Dans le laboratoire épidémiologique P4 de Wuhan, capitale de la province chinoise du Hubei, le 23 février 2017. Un laboratoire fondé en coopération avec l'Institut Mérieux et l'Académie des Sciences de Chine. (Crédits : AFP PHOTO / Johannes EISELE)
Dans le laboratoire épidémiologique P4 de Wuhan, capitale de la province chinoise du Hubei, le 23 février 2017. Un laboratoire fondé en coopération avec l'Institut Mérieux et l'Académie des Sciences de Chine. (Crédits : AFP PHOTO / Johannes EISELE)
L’ouverture de l’année lunaire du coq de feu est une bonne occasion pour s’interroger sur l’évolution de la coopération scientifique entre la France et la Chine. Les indicateurs quantitatifs semblent être au vert : augmentation significative du nombre d’étudiants chinois en France, nombre croissant d’articles scientifiques cosignés par des chercheurs français et des chercheurs chinois, manifestations récurrentes célébrant l’amitié entre nos pays. La réalité est-elle aussi souriante ?
Ne devrions-nous pas nous interroger sur le rôle des frais de scolarité très faibles en France dans l’attractivité de nos universités ? La France est-elle vraiment le premier choix de tous les étudiants chinois qui viennent chez nous ? Quel est le niveau réel moyen de ces étudiants, comparé à celui des jeunes Chinois qui se précipitent dans les universités anglo-saxonnes, plus chères et sélectives ?

En matière de co-publications scientifiques, la France, longtemps aux premiers rangs des articles co-publiés avec la Chine, est maintenant devancée par le Canada, loin derrière les États-Unis, le Japon, la Grande-Bretagne, l’Allemagne et l’Australie, talonnée par Singapour. Or le potentiel scientifique de l’Australie, du Canada et de Singapour est bien plus faible que celui de la France. C’est une détérioration importante de notre position.

L’accroissement du nombre de chercheurs français se rendant en Chine est mis en avant. Mais cela ne cache-t-il pas au contraire une attractivité grandissante des laboratoires chinois pour nos chercheurs plutôt que la volonté de ces derniers de développer leur coopération avec la France ? Ou bien simplement le fait que de plus en plus de grands colloques internationaux sont organisés en Chine, destination incontournable pour les chercheurs du monde entier ?

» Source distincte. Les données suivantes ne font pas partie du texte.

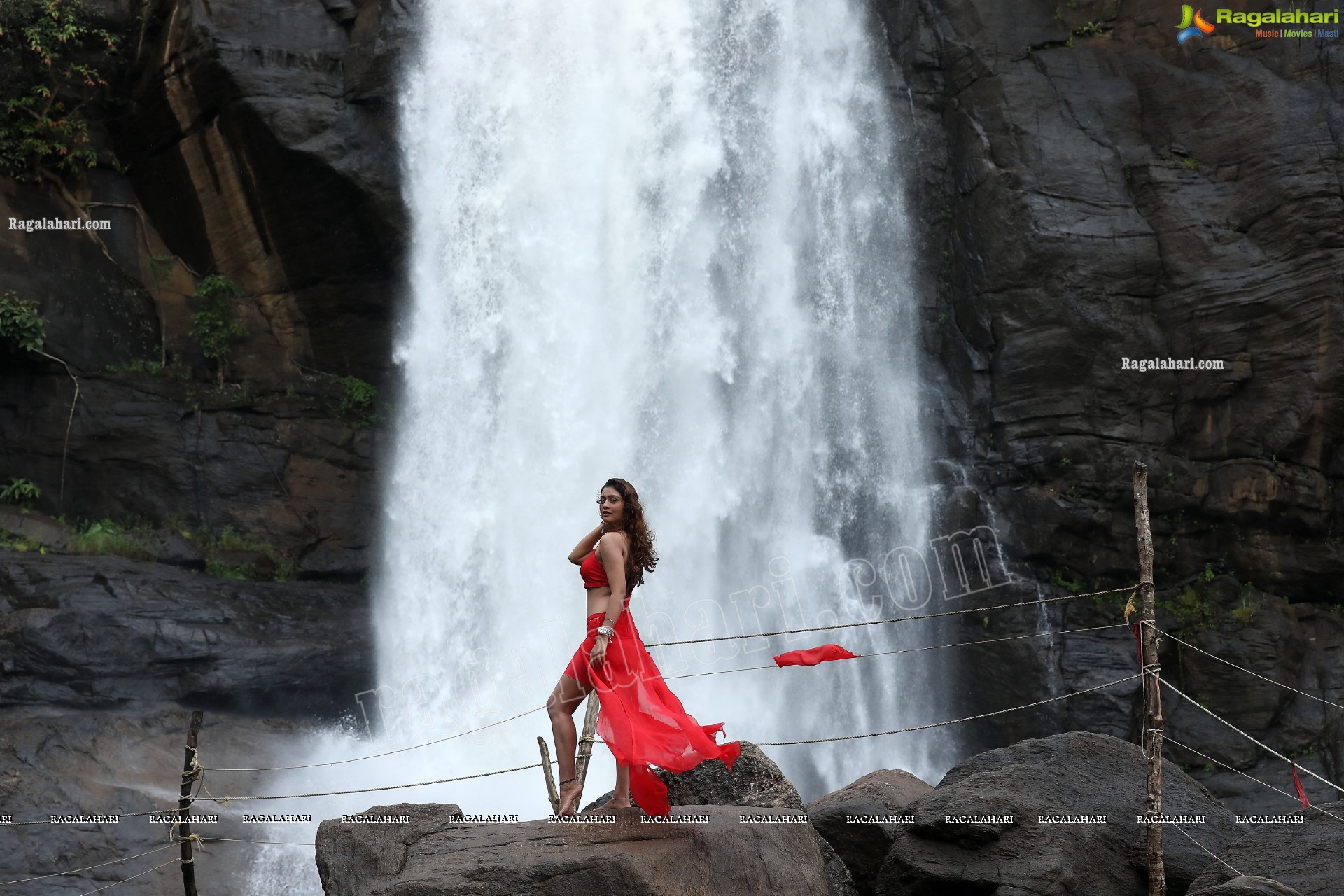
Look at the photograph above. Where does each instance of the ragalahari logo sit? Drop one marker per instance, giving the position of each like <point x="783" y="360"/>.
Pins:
<point x="1193" y="24"/>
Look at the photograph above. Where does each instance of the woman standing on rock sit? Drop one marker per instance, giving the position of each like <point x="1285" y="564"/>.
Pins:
<point x="640" y="720"/>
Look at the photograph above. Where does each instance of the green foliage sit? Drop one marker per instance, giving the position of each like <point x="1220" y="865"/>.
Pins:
<point x="160" y="266"/>
<point x="356" y="406"/>
<point x="1189" y="610"/>
<point x="43" y="90"/>
<point x="1245" y="613"/>
<point x="136" y="367"/>
<point x="105" y="536"/>
<point x="1057" y="578"/>
<point x="216" y="327"/>
<point x="20" y="323"/>
<point x="22" y="492"/>
<point x="15" y="542"/>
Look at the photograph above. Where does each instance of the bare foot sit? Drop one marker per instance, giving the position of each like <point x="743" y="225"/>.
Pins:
<point x="570" y="793"/>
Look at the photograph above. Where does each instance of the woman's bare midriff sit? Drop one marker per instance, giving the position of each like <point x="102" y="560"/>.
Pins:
<point x="598" y="599"/>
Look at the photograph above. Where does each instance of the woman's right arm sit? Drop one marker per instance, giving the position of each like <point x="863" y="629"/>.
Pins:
<point x="585" y="546"/>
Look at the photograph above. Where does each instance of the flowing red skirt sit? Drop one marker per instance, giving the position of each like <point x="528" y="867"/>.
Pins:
<point x="640" y="719"/>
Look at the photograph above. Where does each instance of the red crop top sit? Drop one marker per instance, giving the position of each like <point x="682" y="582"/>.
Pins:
<point x="594" y="577"/>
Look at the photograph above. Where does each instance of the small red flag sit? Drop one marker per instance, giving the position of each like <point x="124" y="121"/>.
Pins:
<point x="813" y="656"/>
<point x="1297" y="786"/>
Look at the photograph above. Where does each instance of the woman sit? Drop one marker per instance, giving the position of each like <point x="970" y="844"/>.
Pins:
<point x="640" y="720"/>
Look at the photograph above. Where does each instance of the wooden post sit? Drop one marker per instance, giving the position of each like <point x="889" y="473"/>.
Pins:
<point x="552" y="793"/>
<point x="190" y="771"/>
<point x="587" y="739"/>
<point x="1152" y="723"/>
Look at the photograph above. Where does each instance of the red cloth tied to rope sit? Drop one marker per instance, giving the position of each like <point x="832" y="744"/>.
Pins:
<point x="1297" y="786"/>
<point x="643" y="722"/>
<point x="813" y="656"/>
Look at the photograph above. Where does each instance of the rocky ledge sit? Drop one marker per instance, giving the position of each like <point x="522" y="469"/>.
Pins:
<point x="1047" y="817"/>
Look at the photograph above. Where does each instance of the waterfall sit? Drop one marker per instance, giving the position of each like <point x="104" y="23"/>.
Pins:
<point x="663" y="242"/>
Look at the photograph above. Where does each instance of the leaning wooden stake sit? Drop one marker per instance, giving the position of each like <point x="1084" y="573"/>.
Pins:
<point x="554" y="796"/>
<point x="190" y="771"/>
<point x="587" y="739"/>
<point x="1152" y="738"/>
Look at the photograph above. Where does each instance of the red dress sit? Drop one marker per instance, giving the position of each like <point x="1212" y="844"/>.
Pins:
<point x="640" y="719"/>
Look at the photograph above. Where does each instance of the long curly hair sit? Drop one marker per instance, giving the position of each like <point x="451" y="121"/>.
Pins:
<point x="641" y="558"/>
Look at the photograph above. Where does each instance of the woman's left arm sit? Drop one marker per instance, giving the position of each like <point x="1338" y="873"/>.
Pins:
<point x="610" y="551"/>
<point x="612" y="554"/>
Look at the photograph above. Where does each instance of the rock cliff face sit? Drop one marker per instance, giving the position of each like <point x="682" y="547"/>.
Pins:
<point x="1093" y="191"/>
<point x="1089" y="190"/>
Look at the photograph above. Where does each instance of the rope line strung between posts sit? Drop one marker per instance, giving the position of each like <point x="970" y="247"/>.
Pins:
<point x="370" y="790"/>
<point x="230" y="840"/>
<point x="889" y="653"/>
<point x="1264" y="783"/>
<point x="878" y="622"/>
<point x="76" y="871"/>
<point x="132" y="878"/>
<point x="390" y="752"/>
<point x="1203" y="846"/>
<point x="1266" y="747"/>
<point x="1329" y="703"/>
<point x="780" y="743"/>
<point x="951" y="722"/>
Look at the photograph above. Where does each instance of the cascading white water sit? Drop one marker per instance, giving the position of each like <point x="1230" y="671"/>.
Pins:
<point x="663" y="242"/>
<point x="666" y="242"/>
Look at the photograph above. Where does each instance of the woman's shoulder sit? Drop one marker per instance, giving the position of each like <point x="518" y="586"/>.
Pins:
<point x="615" y="539"/>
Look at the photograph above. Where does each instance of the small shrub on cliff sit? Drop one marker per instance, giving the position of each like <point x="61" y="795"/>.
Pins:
<point x="356" y="407"/>
<point x="45" y="86"/>
<point x="105" y="536"/>
<point x="216" y="327"/>
<point x="20" y="323"/>
<point x="22" y="492"/>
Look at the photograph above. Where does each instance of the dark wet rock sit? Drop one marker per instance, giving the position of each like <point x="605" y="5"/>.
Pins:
<point x="433" y="853"/>
<point x="980" y="828"/>
<point x="100" y="630"/>
<point x="850" y="820"/>
<point x="1250" y="887"/>
<point x="1303" y="856"/>
<point x="252" y="562"/>
<point x="58" y="762"/>
<point x="33" y="526"/>
<point x="753" y="780"/>
<point x="277" y="468"/>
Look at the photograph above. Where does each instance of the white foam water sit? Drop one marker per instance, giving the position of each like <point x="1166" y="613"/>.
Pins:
<point x="664" y="242"/>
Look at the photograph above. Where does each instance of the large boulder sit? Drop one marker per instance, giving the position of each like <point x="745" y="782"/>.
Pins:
<point x="705" y="850"/>
<point x="1250" y="886"/>
<point x="1304" y="855"/>
<point x="1027" y="820"/>
<point x="857" y="820"/>
<point x="753" y="780"/>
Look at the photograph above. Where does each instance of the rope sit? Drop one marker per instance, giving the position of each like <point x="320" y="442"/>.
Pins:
<point x="1246" y="671"/>
<point x="1203" y="846"/>
<point x="390" y="752"/>
<point x="370" y="790"/>
<point x="1262" y="783"/>
<point x="1249" y="738"/>
<point x="230" y="840"/>
<point x="890" y="653"/>
<point x="951" y="722"/>
<point x="878" y="622"/>
<point x="76" y="871"/>
<point x="132" y="878"/>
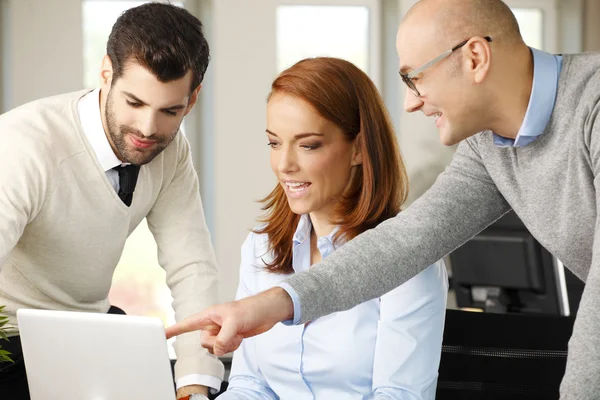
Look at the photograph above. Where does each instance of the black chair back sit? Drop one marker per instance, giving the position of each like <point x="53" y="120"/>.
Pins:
<point x="502" y="356"/>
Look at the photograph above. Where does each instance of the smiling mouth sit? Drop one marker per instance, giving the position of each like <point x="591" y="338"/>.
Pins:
<point x="296" y="187"/>
<point x="142" y="144"/>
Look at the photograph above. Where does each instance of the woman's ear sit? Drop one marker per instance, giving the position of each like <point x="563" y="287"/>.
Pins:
<point x="357" y="150"/>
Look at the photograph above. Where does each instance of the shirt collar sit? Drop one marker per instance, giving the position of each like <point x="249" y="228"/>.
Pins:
<point x="546" y="70"/>
<point x="304" y="228"/>
<point x="88" y="108"/>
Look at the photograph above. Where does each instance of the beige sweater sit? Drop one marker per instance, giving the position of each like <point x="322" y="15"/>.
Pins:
<point x="63" y="226"/>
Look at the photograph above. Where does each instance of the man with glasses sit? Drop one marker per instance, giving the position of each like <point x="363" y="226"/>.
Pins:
<point x="525" y="121"/>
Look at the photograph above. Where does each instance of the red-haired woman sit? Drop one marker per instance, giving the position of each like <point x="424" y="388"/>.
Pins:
<point x="339" y="173"/>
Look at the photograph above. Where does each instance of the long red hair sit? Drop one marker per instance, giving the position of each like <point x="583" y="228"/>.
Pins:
<point x="343" y="94"/>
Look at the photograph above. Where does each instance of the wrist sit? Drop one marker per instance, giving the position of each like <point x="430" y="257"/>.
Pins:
<point x="195" y="396"/>
<point x="285" y="306"/>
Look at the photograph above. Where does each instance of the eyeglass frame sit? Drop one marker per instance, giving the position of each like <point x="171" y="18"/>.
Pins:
<point x="408" y="77"/>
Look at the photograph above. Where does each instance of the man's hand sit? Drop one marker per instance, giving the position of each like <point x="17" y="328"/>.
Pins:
<point x="225" y="325"/>
<point x="191" y="389"/>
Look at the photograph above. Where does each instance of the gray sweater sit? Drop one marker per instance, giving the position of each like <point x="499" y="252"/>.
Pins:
<point x="550" y="184"/>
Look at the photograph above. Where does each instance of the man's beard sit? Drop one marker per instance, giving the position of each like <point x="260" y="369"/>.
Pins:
<point x="126" y="151"/>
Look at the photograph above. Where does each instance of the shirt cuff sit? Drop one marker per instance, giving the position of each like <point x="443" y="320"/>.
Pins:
<point x="296" y="300"/>
<point x="213" y="383"/>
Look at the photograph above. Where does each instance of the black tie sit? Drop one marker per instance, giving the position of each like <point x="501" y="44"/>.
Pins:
<point x="127" y="179"/>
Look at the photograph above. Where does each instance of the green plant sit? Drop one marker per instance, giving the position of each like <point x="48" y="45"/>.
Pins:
<point x="4" y="355"/>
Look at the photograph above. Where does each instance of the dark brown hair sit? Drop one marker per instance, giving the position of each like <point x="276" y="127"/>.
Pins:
<point x="343" y="94"/>
<point x="163" y="38"/>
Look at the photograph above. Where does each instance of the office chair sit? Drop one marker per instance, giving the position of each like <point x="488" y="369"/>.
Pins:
<point x="502" y="356"/>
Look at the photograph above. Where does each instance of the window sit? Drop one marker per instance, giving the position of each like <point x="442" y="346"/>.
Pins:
<point x="139" y="282"/>
<point x="538" y="22"/>
<point x="343" y="29"/>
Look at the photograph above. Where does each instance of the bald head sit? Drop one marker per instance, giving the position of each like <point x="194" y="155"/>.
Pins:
<point x="451" y="21"/>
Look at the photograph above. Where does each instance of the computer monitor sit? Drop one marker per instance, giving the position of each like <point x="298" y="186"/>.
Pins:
<point x="504" y="269"/>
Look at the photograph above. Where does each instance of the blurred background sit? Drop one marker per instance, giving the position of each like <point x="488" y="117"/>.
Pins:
<point x="54" y="46"/>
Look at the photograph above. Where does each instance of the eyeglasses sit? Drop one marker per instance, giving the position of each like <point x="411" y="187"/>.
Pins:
<point x="408" y="78"/>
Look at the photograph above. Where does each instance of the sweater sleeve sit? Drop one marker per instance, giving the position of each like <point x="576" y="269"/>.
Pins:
<point x="186" y="253"/>
<point x="461" y="203"/>
<point x="580" y="381"/>
<point x="25" y="171"/>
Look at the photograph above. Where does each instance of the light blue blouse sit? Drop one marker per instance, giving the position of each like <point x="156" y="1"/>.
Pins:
<point x="386" y="348"/>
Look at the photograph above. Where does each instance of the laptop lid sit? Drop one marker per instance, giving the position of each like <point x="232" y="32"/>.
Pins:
<point x="94" y="356"/>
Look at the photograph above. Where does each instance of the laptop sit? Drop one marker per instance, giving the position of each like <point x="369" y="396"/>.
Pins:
<point x="94" y="356"/>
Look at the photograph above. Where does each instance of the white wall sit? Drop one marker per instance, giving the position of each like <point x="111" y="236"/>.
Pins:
<point x="243" y="67"/>
<point x="43" y="49"/>
<point x="44" y="56"/>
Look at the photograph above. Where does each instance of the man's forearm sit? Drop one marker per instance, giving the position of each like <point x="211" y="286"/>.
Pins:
<point x="462" y="202"/>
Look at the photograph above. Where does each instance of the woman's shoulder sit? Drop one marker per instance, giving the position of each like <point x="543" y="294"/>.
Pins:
<point x="256" y="243"/>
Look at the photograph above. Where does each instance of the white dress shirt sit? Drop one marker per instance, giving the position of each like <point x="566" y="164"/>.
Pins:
<point x="386" y="348"/>
<point x="91" y="121"/>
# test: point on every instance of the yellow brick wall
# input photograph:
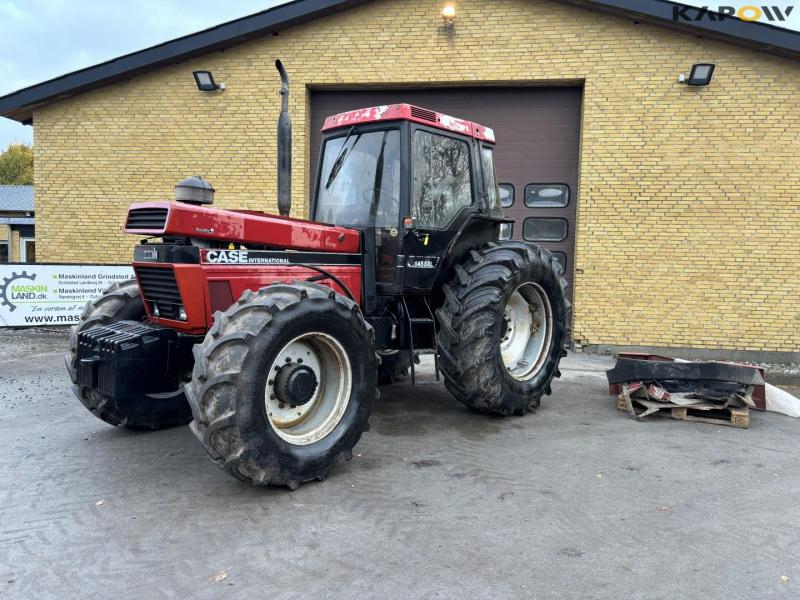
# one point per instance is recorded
(688, 198)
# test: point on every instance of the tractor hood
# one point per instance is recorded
(177, 219)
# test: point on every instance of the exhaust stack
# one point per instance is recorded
(284, 147)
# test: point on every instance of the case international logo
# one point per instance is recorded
(747, 12)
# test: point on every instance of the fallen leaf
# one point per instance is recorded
(217, 577)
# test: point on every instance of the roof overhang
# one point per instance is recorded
(20, 105)
(17, 221)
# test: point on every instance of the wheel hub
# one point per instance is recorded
(295, 384)
(308, 388)
(526, 331)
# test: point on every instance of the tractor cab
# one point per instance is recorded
(422, 180)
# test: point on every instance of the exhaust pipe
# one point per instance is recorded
(284, 147)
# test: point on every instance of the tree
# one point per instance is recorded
(16, 165)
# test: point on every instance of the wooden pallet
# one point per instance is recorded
(732, 417)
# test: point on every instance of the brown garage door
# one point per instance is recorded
(538, 136)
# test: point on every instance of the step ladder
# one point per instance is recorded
(430, 321)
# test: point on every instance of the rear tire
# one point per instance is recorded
(251, 433)
(123, 302)
(487, 363)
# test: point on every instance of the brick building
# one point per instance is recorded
(674, 208)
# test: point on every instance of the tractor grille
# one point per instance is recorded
(160, 288)
(147, 218)
(424, 114)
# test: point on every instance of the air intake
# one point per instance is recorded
(151, 219)
(423, 114)
(160, 291)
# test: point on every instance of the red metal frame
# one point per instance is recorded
(409, 112)
(249, 227)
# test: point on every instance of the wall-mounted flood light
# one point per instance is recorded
(701, 75)
(205, 82)
(449, 15)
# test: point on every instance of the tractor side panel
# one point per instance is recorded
(201, 290)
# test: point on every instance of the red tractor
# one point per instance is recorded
(270, 334)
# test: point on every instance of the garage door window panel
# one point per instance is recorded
(506, 195)
(442, 179)
(545, 229)
(546, 195)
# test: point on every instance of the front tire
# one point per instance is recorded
(283, 384)
(503, 327)
(123, 302)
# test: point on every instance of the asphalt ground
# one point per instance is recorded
(573, 501)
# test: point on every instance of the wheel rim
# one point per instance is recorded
(317, 417)
(527, 333)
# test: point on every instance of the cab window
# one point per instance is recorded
(360, 180)
(442, 183)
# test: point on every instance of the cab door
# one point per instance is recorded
(443, 192)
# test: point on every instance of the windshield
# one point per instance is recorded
(360, 180)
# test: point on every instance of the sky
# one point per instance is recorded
(42, 39)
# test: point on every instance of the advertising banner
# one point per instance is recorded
(38, 295)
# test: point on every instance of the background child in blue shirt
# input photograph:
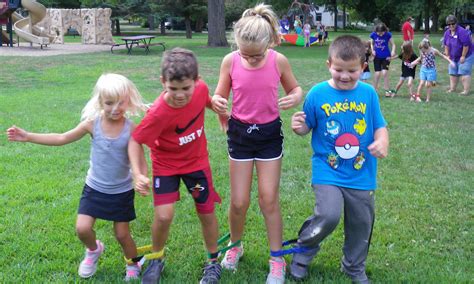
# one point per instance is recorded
(348, 134)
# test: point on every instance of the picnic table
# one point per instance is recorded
(142, 41)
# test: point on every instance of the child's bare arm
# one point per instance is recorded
(442, 55)
(394, 47)
(219, 100)
(51, 139)
(136, 154)
(294, 93)
(298, 123)
(379, 148)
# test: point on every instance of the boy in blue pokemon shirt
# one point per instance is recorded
(348, 135)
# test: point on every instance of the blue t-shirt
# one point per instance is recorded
(343, 124)
(381, 47)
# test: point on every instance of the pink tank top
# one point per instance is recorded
(255, 91)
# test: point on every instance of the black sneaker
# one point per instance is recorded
(211, 273)
(153, 271)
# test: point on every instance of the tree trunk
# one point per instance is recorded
(427, 15)
(117, 27)
(216, 25)
(199, 25)
(418, 22)
(435, 19)
(151, 22)
(162, 27)
(189, 32)
(344, 16)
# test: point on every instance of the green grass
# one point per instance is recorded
(424, 224)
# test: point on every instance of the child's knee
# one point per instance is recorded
(122, 236)
(239, 206)
(83, 229)
(163, 217)
(268, 203)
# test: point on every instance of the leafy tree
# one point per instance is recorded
(216, 28)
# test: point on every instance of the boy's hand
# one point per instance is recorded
(289, 101)
(219, 104)
(298, 123)
(224, 121)
(17, 134)
(142, 185)
(379, 148)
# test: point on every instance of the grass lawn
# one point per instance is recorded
(424, 208)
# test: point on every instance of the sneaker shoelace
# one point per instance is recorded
(133, 270)
(232, 254)
(212, 270)
(277, 268)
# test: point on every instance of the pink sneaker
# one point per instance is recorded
(232, 257)
(133, 272)
(88, 265)
(277, 271)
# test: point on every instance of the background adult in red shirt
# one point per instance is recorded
(407, 31)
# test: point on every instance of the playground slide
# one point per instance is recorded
(25, 29)
(6, 37)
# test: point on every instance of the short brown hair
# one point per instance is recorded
(347, 47)
(179, 64)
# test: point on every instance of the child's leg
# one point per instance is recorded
(376, 80)
(466, 83)
(85, 231)
(268, 198)
(410, 85)
(429, 84)
(359, 218)
(399, 85)
(386, 81)
(240, 185)
(161, 225)
(453, 82)
(210, 231)
(420, 88)
(326, 216)
(123, 236)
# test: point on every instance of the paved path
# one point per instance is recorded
(53, 49)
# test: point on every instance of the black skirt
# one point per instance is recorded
(111, 207)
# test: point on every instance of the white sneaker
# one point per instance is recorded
(133, 272)
(277, 271)
(232, 257)
(88, 265)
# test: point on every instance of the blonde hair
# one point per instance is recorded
(114, 87)
(258, 25)
(425, 43)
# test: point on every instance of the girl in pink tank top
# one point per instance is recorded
(253, 73)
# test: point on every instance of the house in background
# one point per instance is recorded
(326, 16)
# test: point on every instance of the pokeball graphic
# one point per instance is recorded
(333, 127)
(347, 146)
(196, 190)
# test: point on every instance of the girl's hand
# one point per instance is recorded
(142, 185)
(291, 100)
(298, 123)
(224, 121)
(219, 104)
(17, 134)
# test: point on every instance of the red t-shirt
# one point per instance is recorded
(176, 136)
(407, 28)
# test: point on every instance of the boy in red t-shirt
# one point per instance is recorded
(407, 31)
(173, 129)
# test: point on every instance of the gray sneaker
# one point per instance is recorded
(211, 273)
(300, 262)
(153, 272)
(357, 279)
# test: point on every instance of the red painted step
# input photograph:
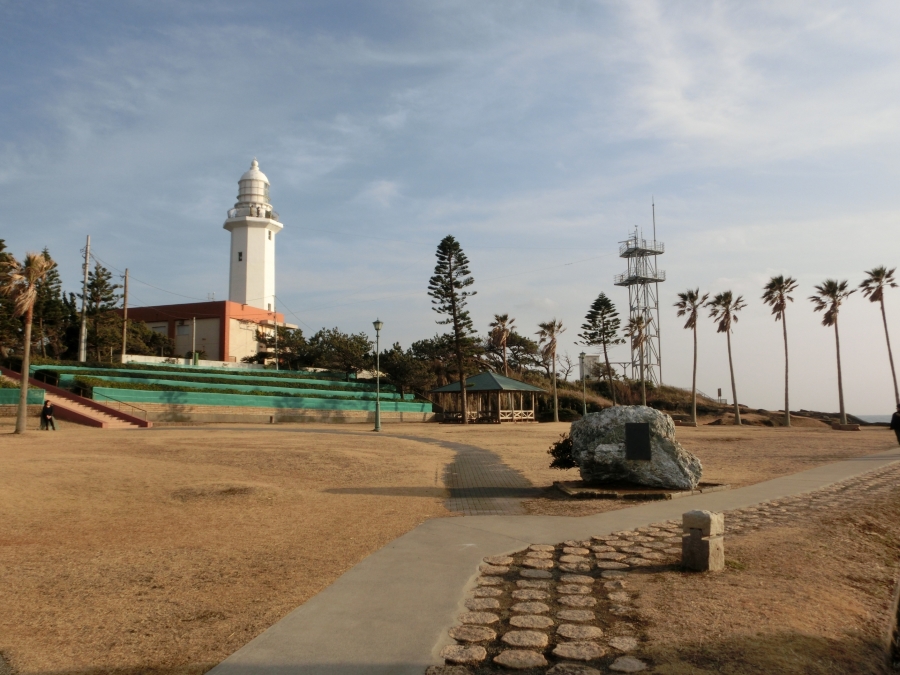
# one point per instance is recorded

La Chine vient de publier trois plans quinquennaux de développement scientifique et prévoit de consacrer 2,5% de son PIB à des dépenses de Recherche et Développement à l’horizon 2020. Cette année-là, sa dépense de R&D passera à 400 milliards de dollars, dépassant celle des États-Unis. Dans ces conditions, il devient à l’évidence essentiel pour les chercheurs de développer des collaborations et de se positionner en Chine car la science y vit un véritable âge d’or. La Chine n’attend plus de la France mais c’est la France qui devrait attendre de la Chine !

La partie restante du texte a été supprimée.